Al guiar la motocicleta nunca reparé en la velocidad registrada por el contador, me encantaba la sensación que provocaba en mí y jamás sufrí un accidente. Es una experiencia beneficiosa, no solamente por uno sentirse dueño de algo que nada más responde a sus instintos, a su pericia, sino porque la emoción de la velocidad deja después una energía que se transforma en cierta fuerza interior y nos permite formular esta pregunta: «¿Si he sido capaz de controlar este vehículo cómo no voy a poder dominar un ser que piensa, ríe, llora y se llama espectador?» En tal sentido la motocicleta me dejó una huella provechosa, pues antes de manejarla sola fui medrosa hacia cuestiones que no estuvieran acordes con mi sexo y mi edad, requería de un aprendizaje más lento para encararlas. Y tras la debida preparación como motociclista, Julio me instruyó en el manejo de automóviles.

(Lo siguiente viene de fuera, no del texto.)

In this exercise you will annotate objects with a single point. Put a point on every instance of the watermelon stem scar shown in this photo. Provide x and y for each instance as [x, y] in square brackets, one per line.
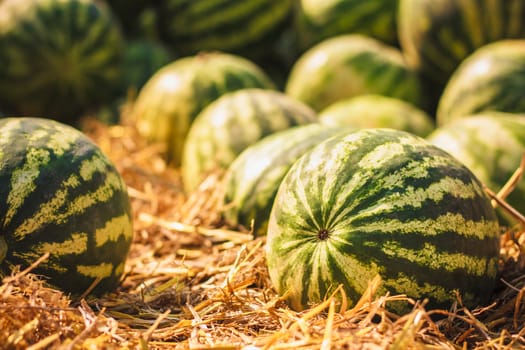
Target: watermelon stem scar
[323, 234]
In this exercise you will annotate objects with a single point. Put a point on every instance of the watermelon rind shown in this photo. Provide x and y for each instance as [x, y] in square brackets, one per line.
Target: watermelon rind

Por mi parte, le enseñé otras cosas, entre ellas a nadar, algo que nunca había hecho. Le dije:«Si para permanecer a tu lado es importante saber conducir una Harley Davidson, en mí deja mucho que desear que una persona no disfrute y ame el mar. Debes perder el temor que le tienes y tomar la decisión de meterte en sus aguas». Lo hizo y, además, me acompañó a competencias de natación en que yo participé en el Club de Aviación, ubicado en el Bosque de La Habana, el cual contaba con una piscina olímpica en la que satisfacía una de mis grandes pasiones: tirarme de los trampolines. En otras jornadas, nadé largos tramos en Varadero y desde áreas próximas al teatro Blanquita y al hotel Riviera. De este último lugar nadé por todo el litoral con el fin de arribar al Castillo del Morro, lo cual fue en mi vida una osadía sin parangón e interrumpió, a punto de finalizar mi objetivo, la tripulación de una lancha patrullera que me advirtió de poderle servir de carnada a los tiburones.